Taking input without using libc - c

How would I take input or print output without using libc? I can use system calls, but didn't know if that would help.

There is no platform-independent way to do this. In fact, the whole point of having libc is to have a common interface to a set of functionality that most systems provide, but do so in fundamentally different ways.
Your best option would probably be to consult the documentation for whatever system you are currently using. You could look up your OS's set of interrupts and then try using the asm keyword to write assembly instructions that tell the OS to read input or display output. You could look into libraries provided by the OS for doing input and output on file descriptors, then use those functions instead. Or, you could look at process creation libraries, then spawn off a process to read or write data from the console, where the second program uses libc. None of these are guaranteed to be at all portable, though.
Hope this helps!

I stepped through write(2) with gdb to get an idea of how the system call ABI works.
Anyway, no libc at all. Note that without special tricks, the cc(1) compiler/linker front-end will still link you with libc, but you won't be using it for anything. The C runtime start-up code will make some libc calls, but this program won't.
void mywrite(int fd, const void *b, int c) {
asm("movl $1, %eax");
asm("syscall");
}
int main(void) { const char *s = "Hello world.\n"; return mywrite(1, s, 13), 0; }

Related

Getting printf in assembly with only system calls?

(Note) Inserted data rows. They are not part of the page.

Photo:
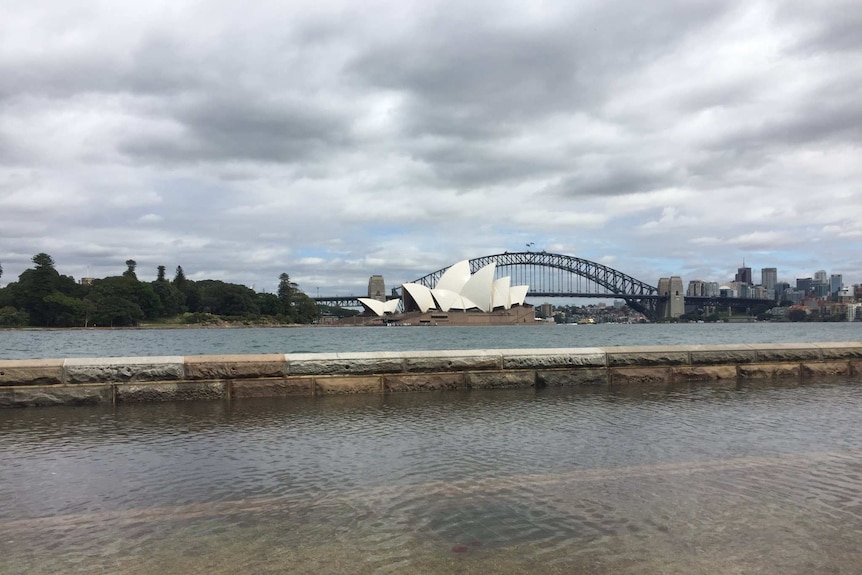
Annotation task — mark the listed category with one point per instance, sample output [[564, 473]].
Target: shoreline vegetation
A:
[[44, 298]]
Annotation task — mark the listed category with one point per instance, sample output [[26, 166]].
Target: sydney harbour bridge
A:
[[552, 275]]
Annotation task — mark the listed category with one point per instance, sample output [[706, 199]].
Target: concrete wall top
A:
[[209, 367]]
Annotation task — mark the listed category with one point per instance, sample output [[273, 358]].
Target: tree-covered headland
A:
[[42, 297]]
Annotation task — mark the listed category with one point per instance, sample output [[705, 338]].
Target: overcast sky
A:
[[336, 140]]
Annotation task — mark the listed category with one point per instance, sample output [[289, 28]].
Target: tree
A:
[[11, 317], [286, 289], [269, 304], [130, 269], [34, 285], [43, 261], [179, 278]]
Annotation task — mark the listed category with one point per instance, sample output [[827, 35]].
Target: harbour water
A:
[[720, 478], [28, 344]]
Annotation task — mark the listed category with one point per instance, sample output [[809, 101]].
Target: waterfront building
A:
[[674, 306], [769, 278], [377, 288], [695, 288], [804, 284]]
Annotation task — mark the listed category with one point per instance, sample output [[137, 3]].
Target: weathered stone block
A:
[[31, 372], [120, 369], [703, 373], [7, 397], [840, 350], [501, 379], [713, 355], [344, 363], [549, 358], [272, 387], [170, 391], [572, 377], [768, 370], [235, 366], [639, 375], [646, 355], [423, 382], [443, 361], [62, 395], [826, 368], [786, 352], [347, 384]]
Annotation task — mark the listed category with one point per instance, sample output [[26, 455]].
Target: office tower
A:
[[377, 288], [769, 277]]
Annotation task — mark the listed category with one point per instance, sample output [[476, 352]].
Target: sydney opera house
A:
[[479, 295]]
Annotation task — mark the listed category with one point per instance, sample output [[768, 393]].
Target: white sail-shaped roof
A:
[[480, 287], [420, 295], [378, 307], [445, 298], [458, 290], [517, 294], [501, 293], [372, 305], [454, 278]]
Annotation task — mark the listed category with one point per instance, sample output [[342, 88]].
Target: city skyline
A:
[[333, 141]]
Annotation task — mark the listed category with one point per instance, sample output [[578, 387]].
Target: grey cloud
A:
[[233, 127]]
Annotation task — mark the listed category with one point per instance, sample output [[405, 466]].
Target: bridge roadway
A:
[[699, 301], [561, 276]]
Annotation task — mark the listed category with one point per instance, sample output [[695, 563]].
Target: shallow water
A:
[[15, 344], [764, 479]]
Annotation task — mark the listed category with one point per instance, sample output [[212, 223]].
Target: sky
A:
[[337, 140]]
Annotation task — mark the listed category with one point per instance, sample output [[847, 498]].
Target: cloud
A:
[[335, 140]]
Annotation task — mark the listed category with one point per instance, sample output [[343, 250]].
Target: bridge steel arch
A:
[[637, 294]]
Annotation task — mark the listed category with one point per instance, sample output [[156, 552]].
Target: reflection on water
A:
[[761, 479]]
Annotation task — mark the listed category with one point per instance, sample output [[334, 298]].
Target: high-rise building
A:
[[377, 288], [769, 277], [674, 305]]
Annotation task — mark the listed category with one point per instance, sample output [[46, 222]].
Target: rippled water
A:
[[760, 479], [152, 342]]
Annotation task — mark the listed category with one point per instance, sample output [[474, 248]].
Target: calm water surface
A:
[[152, 342], [761, 479]]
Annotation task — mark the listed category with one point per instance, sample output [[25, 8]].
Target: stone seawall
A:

I am looking to understand the printf() statement at the assembly level. However most of the assembly programs do something like call an external print function whose dependency is met by some other object file that the linker adds on. I would like to know what is inside that print function in terms of system calls and very basic assembly code. I want a piece of assembly code where the only external calls are the system calls, for printf. I'm thinking of something like a de assembled object file. Where can I get something like that??
I would suggest instead to stay first at the C level, and study the source code of some existing C standard library free software implementation on Linux. Look into the source code of musl-libc or of GNU libc (a.k.a. glibc). You'll understand that several intermediate (usually internal) functions are useful between printf and the basic system calls (listed in syscalls(2) ...). Use also strace(1) on a sample C program doing printf (e.g. the usual hello-world example).
In particular, musl-libc has a very readable stdio/printf.c implementation, but you'll need to follow several other C functions there before reaching the write(2) syscall. Notice that some buffering is involved. See also setvbuf(3) & fflush(3). Several answers (e.g. this and that one) explain the chain between functions like printf and system calls (up to kernel code).
I want a piece of assembly code where the only external calls are the system calls, for printf
If you want exactly that, you might start from musl-libc's stdio/printf.c, add any additional source file from musl-libc till you have no more external undefined symbols, and compile all of them with gcc -flto -O2 and perhaps also -S, you probably will finish with a significant part of musl-libc in object (or assembly) form (because printf may call malloc and many other functions!)... I'm not sure it is worth the pain.
You could also statically link your libc (e.g. libc.a). Then the linker will link only the static library members needed by printf (and any other function you are calling).
To be picky, system calls are not actually external calls (your libc write function is actually a tiny wrapper around the raw system call). You could make them using SYSENTER machine instructions (but using vdso(7) is preferable: more portable, and perhaps quicker), and you don't even need a valid stack pointer (on x86_64) to make a system call.
You can write Linux user-level programs without even using the libc; the bones implementation of Scheme is such a program (and you'll find others).
The function printf() is in the standard C library, so it is linked into your program and not copied into it. Dynamically linked libraries save memory because you don't have the exact same code copied in resident memory for every program that uses it.
Think about what printf() does. Interpreting the formatted string and generating the correct output is fairly complex. The series of functions that printf() belongs to also buffers the output. You probably don't really want to re-implement all of this in assembly. The standard C library is omnipresent, and probably available for you.
Maybe you're looking for write(2), which is the system call for unbuffered writes of just bytes to a file descriptor. You'd have to generate the string to print beforehand and format it yourself. (See also open(2) for opening files.)
To disassemble a binary, you can use objdump:
objdump -d binary
where binary is some compiled binary. This gives opcodes and human readable instructions. You probably want to redirect to a file and read elsewhere.
You can disassemble the standard C binary on your system and try to interpret it if you want (strongly not recommended). The problem is that it will be far too complex to understand. Things like printf() were written in C, then compiled and assembled. You can't (within a reasonable number of decades) restore the high level structure from the assembly of a compiled (non-trivial) program. If you really want to try this, good luck.
An easier thing to do is to look at the C source code for printf() itself. The real work is actually done in vfprintf() which is in stdio-common/vfprintf.c of the GNU C library source code.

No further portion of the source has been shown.